Xiaomi-Gründer Lei Jun stellt ein neues Smartphone vor.

(Bild: dpa)

Lesezeit: 3 Min.

Mit Aufsteiger Xiaomi kommt auch neuer Schwung in die Patentstreitigkeiten der Mobilfunkbranche. Der chinesische Hersteller hat sich in Indien ein Verkaufs- und Importverbot eingehandelt, nachdem sich Ausrüster Ericsson über Patentverletzungen beschwert hat. Der High Court in Neu Delhi hat Medienberichten zufolge eine einstweilige Verfügung gegen Xiaomi und dessen indischen Vertriebspartner erlassen. Bis zum Gerichtstermin Anfang Februar dürfen demnach keine Xiaomi-Smartphones mehr eingeführt und verkauft werden.

Ericsson macht Patentrechte für die Mobilfunkstandards GSM, EDGE und UMTS geltend. Solche standardrelevanten Patente müssen nach einer internationalen Übereinkunft zu fairen Konditionen lizenziert werden, den sogenannten FRAND-Bedingungen (Fair, reasonable and non-discriminatory). Ericsson wirft Xiaomi vor, seit drei Jahren nicht auf Verhandlungsangebote zu reagieren. Als "letzter Ausweg" sei nun nur noch die Klage geblieben.
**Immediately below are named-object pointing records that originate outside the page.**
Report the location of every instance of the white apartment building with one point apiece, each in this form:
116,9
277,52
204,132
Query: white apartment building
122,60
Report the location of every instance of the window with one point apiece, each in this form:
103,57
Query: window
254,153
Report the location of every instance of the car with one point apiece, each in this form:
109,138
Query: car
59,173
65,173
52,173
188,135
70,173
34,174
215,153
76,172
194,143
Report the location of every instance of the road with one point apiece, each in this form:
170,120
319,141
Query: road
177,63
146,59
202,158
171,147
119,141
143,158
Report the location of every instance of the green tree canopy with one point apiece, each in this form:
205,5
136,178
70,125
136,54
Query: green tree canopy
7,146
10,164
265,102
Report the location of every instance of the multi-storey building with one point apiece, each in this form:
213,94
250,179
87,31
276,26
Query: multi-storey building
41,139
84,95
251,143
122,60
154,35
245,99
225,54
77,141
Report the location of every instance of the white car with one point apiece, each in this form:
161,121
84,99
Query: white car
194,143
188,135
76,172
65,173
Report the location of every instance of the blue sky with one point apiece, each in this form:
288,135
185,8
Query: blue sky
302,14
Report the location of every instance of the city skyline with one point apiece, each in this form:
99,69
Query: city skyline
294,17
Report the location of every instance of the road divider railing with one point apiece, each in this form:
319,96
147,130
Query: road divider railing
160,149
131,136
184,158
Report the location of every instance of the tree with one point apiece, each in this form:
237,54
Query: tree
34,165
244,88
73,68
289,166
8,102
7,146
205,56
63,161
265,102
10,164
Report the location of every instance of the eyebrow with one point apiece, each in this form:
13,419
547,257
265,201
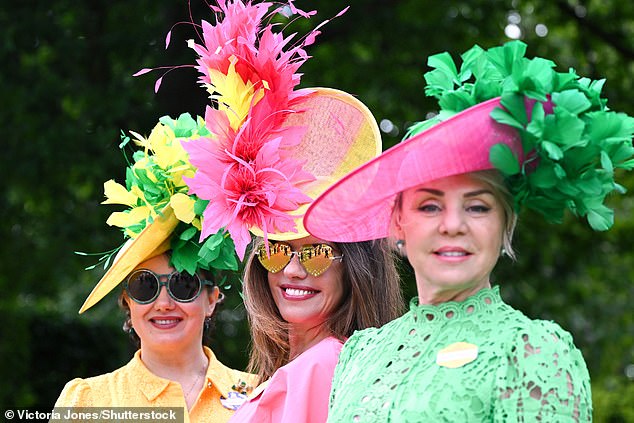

Xiaomi ließ dazu am Donnerstag verlauten, das Unternehmen habe noch keine Entscheidung zugestellt bekommen und der Verkauf gehe solange weiter. Zugleich betont der Hersteller seine Bereitschaft, mit Ericsson freundschaftlich zusammenzuarbeiten und die Angelegenheit aus der Welt zu schaffen. An einer schnellen Lösung dürfte Xiaomi durchaus Interesse haben: Indien ist einer der wichtigsten Auslandsmärkte des chinesischen Newcomers, der dort seit Sommer angeblich 800.000 Geräte verkauft hat. Inzwischen sollen es 200.000 pro Woche sein.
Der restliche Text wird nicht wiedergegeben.